Hard time seeing that happening, to be honest [laughs]. I’m not a really big fan of jams. I remember going to see the Black Crowes play, which I liked their album that they had out at the time, Amorica, with the lady’s crotch on the cover. And they were just jamming, and they didn’t really play any songs off their record, and they seemed really fucked up on whatever they were taking at the time, and I thought it was not…it wasn’t for me. Besides, I’m not a good jamming guitar player, and I can’t stand around singing “Ooh baby” all the time [laughs], so I can’t really see that happening. We’re more song-based, and we’ve always been, so I think that’s what we’re gonna try and do in the future. Even though I love progressive music and ’70s music, and obviously many of those bands’ shows were based on jams, I don’t think that’s going to happen for Opeth, to be honest.
You’re starting a tour of Sweden soon—how big a draw is Opeth at home?

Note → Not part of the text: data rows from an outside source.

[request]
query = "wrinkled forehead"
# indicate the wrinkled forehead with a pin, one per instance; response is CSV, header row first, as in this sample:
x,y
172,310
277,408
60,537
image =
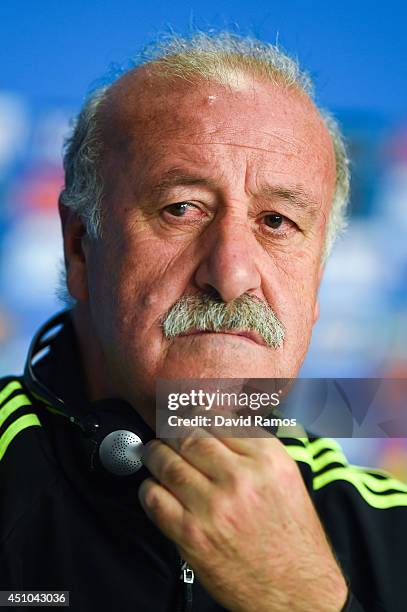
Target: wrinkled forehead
x,y
143,108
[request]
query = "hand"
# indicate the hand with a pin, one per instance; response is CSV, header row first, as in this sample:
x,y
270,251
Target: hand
x,y
240,514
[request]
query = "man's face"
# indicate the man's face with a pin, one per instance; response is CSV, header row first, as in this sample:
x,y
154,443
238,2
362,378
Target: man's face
x,y
208,190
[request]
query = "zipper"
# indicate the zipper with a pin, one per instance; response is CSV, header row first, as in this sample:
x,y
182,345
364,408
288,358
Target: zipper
x,y
187,578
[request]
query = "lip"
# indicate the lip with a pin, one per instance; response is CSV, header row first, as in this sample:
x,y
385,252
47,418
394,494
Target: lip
x,y
251,336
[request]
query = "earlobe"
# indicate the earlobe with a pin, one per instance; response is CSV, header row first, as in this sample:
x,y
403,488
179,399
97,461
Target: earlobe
x,y
316,307
316,311
74,233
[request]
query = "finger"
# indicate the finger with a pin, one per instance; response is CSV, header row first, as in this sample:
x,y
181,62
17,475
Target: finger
x,y
206,453
240,439
182,479
162,508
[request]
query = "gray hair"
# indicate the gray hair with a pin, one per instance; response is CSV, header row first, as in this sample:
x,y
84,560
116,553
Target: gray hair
x,y
220,57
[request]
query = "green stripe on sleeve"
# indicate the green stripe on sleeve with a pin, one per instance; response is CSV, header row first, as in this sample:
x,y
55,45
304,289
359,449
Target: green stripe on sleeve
x,y
356,478
8,390
28,420
327,458
14,404
300,454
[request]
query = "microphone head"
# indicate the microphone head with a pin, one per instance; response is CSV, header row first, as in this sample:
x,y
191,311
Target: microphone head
x,y
120,452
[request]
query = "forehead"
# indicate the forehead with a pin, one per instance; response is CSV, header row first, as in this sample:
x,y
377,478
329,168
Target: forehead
x,y
148,118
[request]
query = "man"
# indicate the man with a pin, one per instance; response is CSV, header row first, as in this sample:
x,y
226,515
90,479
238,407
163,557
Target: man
x,y
203,192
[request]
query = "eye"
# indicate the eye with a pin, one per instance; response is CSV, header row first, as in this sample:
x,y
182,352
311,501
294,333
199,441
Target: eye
x,y
274,220
278,225
179,209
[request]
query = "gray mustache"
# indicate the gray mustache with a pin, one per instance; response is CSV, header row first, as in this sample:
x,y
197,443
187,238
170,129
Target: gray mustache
x,y
207,313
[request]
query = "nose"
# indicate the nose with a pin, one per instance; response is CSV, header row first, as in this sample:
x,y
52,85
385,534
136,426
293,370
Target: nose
x,y
228,266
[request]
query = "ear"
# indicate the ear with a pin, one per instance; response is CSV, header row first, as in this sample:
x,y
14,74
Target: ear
x,y
74,234
316,307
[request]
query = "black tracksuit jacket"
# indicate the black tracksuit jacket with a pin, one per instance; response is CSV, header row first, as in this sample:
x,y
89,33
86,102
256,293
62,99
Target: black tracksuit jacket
x,y
65,527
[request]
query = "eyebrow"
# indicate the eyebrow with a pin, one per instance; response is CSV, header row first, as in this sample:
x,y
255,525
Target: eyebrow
x,y
175,178
294,195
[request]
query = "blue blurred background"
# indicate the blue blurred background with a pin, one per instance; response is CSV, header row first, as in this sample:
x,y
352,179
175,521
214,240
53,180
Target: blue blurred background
x,y
356,53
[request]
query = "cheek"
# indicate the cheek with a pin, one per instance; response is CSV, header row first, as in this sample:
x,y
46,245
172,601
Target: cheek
x,y
292,293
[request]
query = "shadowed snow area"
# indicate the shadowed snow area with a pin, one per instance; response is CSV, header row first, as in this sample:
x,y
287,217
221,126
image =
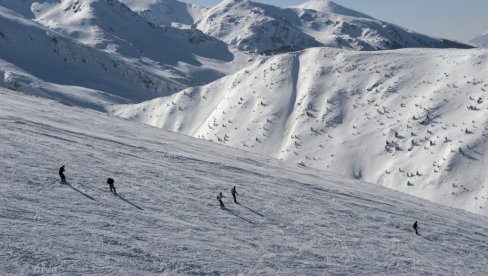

I think we’re probably a bit more of a cult band in Sweden. We’re popular in the big cities—when we play in Stockholm or Gothenburg, or Malmö down south, we can pull a few people out to the shows. But for instance, we’re playing in some of the smaller towns on this tour, and as of two weeks ago we had like 67 tickets sold in wherever it was, you know. So it’s not like we’re the type of band that everybody goes out to see wherever we play. If we keep ourselves in the big cities, we’re fine, but if we go into the smaller cities, we can play pubs, or smaller venues. So we’re not really…I think we’re more well-known than popular, if you know what I mean. The big metal bands in Sweden—it’s still In Flames, you know? In Flames are quite popular in Sweden, Hammerfall are quite popular, Europe can probably pull a few people, but we’re a bit more of a cult band. But pretty much everybody knows who we are. Swedes are not very proud of Opeth, so far.
Your tour ends December 9; what are your plans for 2013? Will you be returning to the US, or will you be writing again?
Yeah, we’re probably returning. We still have a few details to work out, but we were supposed to be in the US in the fall and we didn’t do it, so we’re gonna be in the US in the spring, I think. But it’s not completely settled yet, so I’m not sure—I can’t say 100 percent that we’re gonna be there. But 90 percent sure, we’re going on a North American tour, which will be the last lengthy tour that we do for this record. We’re also doing a few shows down in Australia and Japan and perhaps South America and some summer festivals as well, but generally it’s gonna wind down after May of next year.